Mean scores for participants were 4.7 for stress, 4.8 for depressive symptoms, and 4.9 for anxiety symptoms. The greatest scores among participants were 24 for depression, 21 for anxiety, and 40 for stress.
After conducting statistical modeling, the team found weight increased a month later by 45 g for every increment increase in an individual’s usual score for depressive symptoms. Investigators pointed out this correlates to a weight gain of 225 g for an increase of 5 to 10 in depressive symptoms score.
“Although the weight gain was relatively small, even small weight changes occurring over short periods of time can lead to larger weight changes in the long-term, particularly among those with overweight and obesity,” Mueller said in the press release.
Overweight individuals with increased depressive symptoms had a weight gain of 52 g and obese individuals had a weight gain of 71g. When examining the estimated difference in weight for each unit of exposure, investigators found the change in raw depressive symptom score was 0.027 (95% CI, 0.006 to 0.047) and the change in raw anxiety symptom score was 0.0013 (95% CI, -0.006 to 0.033).
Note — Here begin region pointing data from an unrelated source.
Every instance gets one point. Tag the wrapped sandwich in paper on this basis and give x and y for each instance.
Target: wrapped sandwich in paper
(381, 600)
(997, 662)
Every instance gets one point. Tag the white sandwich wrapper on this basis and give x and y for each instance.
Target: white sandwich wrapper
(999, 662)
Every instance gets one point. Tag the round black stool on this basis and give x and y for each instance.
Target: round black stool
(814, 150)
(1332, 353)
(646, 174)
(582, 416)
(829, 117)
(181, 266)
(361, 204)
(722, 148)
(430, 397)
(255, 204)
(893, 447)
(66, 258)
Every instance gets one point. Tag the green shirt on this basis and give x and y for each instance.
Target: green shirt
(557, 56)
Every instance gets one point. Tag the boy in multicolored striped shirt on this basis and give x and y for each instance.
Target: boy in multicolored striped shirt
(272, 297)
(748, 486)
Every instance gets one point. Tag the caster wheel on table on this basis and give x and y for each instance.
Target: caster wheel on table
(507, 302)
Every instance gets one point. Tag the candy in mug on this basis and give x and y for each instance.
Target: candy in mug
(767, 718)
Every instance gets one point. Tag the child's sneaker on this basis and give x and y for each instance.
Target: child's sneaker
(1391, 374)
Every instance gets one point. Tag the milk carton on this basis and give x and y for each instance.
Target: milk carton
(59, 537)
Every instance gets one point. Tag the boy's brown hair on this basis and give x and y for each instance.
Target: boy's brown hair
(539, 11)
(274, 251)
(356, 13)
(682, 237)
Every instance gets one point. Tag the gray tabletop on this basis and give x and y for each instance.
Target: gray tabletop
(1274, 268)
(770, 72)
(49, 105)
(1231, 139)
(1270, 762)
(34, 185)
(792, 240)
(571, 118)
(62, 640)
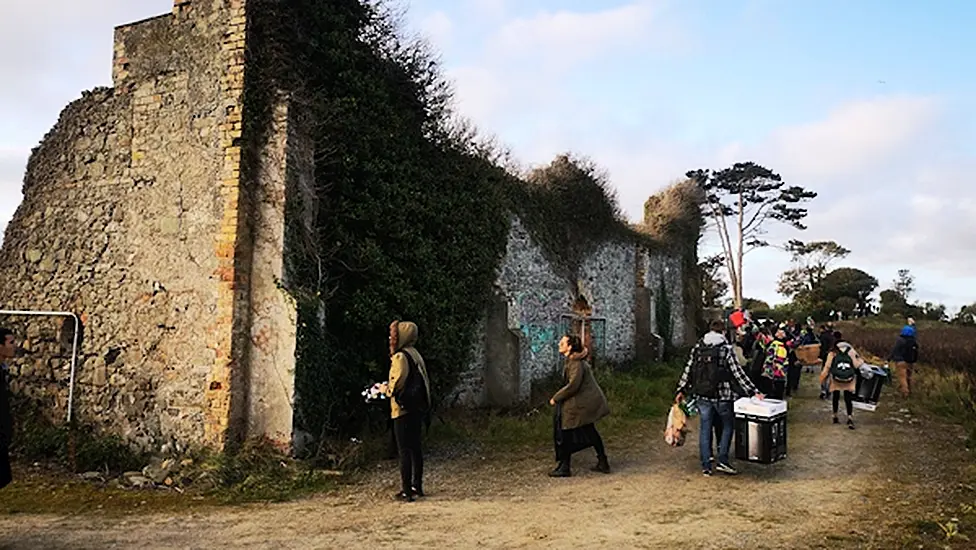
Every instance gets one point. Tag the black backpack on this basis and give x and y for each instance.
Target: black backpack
(413, 397)
(709, 372)
(842, 367)
(911, 350)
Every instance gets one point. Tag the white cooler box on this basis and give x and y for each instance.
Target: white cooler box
(760, 430)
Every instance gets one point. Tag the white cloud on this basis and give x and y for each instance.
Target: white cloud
(853, 137)
(438, 28)
(524, 62)
(566, 38)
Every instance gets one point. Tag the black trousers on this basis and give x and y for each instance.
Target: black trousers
(848, 402)
(408, 434)
(793, 372)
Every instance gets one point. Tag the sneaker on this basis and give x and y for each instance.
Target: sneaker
(727, 469)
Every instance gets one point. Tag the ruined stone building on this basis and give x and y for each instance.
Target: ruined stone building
(133, 219)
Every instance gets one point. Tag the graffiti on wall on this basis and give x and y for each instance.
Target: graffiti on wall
(538, 337)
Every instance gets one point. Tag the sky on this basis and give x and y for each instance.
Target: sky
(872, 104)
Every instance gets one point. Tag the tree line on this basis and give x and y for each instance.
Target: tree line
(740, 203)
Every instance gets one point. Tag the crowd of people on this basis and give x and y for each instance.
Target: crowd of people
(753, 359)
(760, 360)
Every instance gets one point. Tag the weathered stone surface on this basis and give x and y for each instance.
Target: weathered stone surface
(541, 309)
(131, 218)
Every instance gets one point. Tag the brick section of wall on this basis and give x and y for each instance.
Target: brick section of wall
(131, 218)
(219, 390)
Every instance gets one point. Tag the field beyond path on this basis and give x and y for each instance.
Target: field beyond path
(868, 488)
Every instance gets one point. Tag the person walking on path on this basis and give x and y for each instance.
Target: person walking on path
(840, 370)
(579, 404)
(409, 391)
(904, 355)
(709, 375)
(773, 380)
(826, 344)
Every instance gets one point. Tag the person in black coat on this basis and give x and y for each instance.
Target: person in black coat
(904, 355)
(826, 344)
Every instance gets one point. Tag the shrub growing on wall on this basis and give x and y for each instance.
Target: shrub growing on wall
(411, 223)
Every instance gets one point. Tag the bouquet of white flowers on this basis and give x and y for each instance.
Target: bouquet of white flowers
(374, 392)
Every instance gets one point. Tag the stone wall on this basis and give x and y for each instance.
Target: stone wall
(540, 308)
(133, 218)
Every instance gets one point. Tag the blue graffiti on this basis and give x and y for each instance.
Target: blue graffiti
(538, 337)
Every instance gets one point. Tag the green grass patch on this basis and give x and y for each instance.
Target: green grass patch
(637, 397)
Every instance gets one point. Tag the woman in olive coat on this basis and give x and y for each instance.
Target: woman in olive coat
(580, 403)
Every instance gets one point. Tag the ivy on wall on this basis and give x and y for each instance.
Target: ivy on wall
(411, 209)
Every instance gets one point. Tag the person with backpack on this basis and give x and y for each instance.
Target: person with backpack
(840, 369)
(904, 355)
(826, 344)
(579, 404)
(710, 375)
(773, 379)
(409, 393)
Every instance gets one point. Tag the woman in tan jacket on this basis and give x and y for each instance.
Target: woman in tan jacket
(579, 404)
(406, 364)
(847, 387)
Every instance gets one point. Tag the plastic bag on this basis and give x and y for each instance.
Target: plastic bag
(674, 432)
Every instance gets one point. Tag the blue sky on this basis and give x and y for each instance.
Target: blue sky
(870, 103)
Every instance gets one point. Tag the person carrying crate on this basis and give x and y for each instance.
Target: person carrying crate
(710, 374)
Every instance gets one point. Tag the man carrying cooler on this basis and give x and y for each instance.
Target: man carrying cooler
(709, 375)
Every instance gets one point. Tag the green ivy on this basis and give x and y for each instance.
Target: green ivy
(412, 213)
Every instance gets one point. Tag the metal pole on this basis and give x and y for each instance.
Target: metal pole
(74, 343)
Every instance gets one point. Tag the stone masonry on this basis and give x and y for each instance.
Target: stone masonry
(539, 307)
(140, 215)
(164, 210)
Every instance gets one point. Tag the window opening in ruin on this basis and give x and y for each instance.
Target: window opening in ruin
(74, 326)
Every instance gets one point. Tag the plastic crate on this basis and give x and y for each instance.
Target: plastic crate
(760, 439)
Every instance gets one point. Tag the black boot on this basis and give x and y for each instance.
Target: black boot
(602, 465)
(562, 470)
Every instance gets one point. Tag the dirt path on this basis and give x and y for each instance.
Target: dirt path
(837, 489)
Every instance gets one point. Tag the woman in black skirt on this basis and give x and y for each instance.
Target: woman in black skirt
(580, 403)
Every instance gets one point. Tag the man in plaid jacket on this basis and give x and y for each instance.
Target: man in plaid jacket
(718, 403)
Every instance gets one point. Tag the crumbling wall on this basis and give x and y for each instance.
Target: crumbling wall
(540, 304)
(130, 218)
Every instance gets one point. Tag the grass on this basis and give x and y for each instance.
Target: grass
(637, 398)
(46, 481)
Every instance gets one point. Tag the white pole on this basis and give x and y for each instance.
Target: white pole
(74, 343)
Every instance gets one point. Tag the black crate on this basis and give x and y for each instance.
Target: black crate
(760, 439)
(868, 391)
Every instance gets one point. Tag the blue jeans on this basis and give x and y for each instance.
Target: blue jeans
(707, 409)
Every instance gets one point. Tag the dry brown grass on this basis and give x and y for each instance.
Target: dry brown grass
(674, 214)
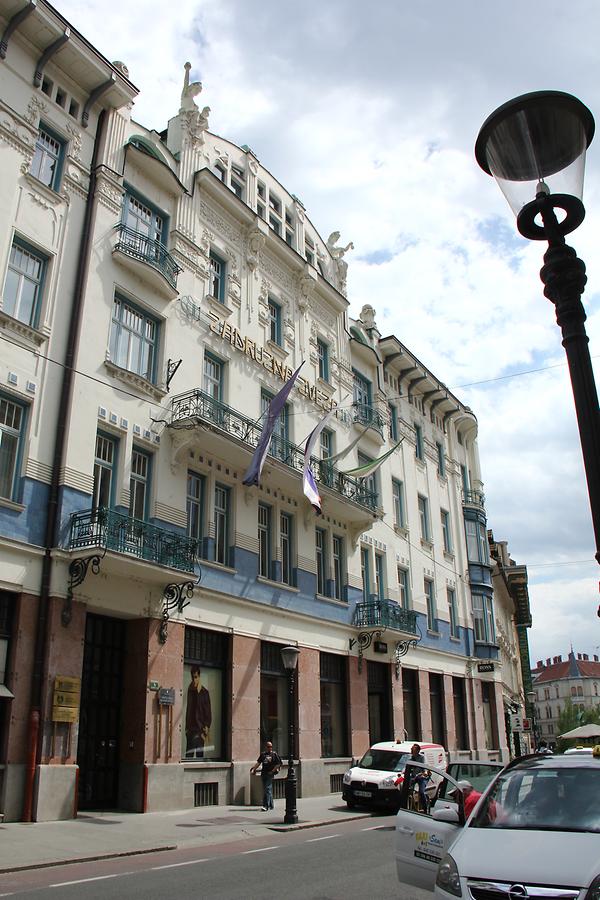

Investigators also pointed out the findings did not indicate poor mental health as a cause or consequence of obesity, unlike the previous studies which supported the causality. According to investigators, the findings suggest the relationship between depressive symptoms and weight did not occur due to reverse causality. Of note, the team stated limitations of the study include limited generalizability and missing data from some participants.
“Our findings tentatively suggest that, if weight management interventions for adults with overweight/obesity monitor depressive symptoms over time and intervene when symptoms rise above their usual level, this may help prevent future weight gain,” the investigators wrote. “Using mobile phone technology, it is possible to collect data frequently over extended periods of time (as demonstrated in the present study) and use this to provide adaptive, context-specific support.”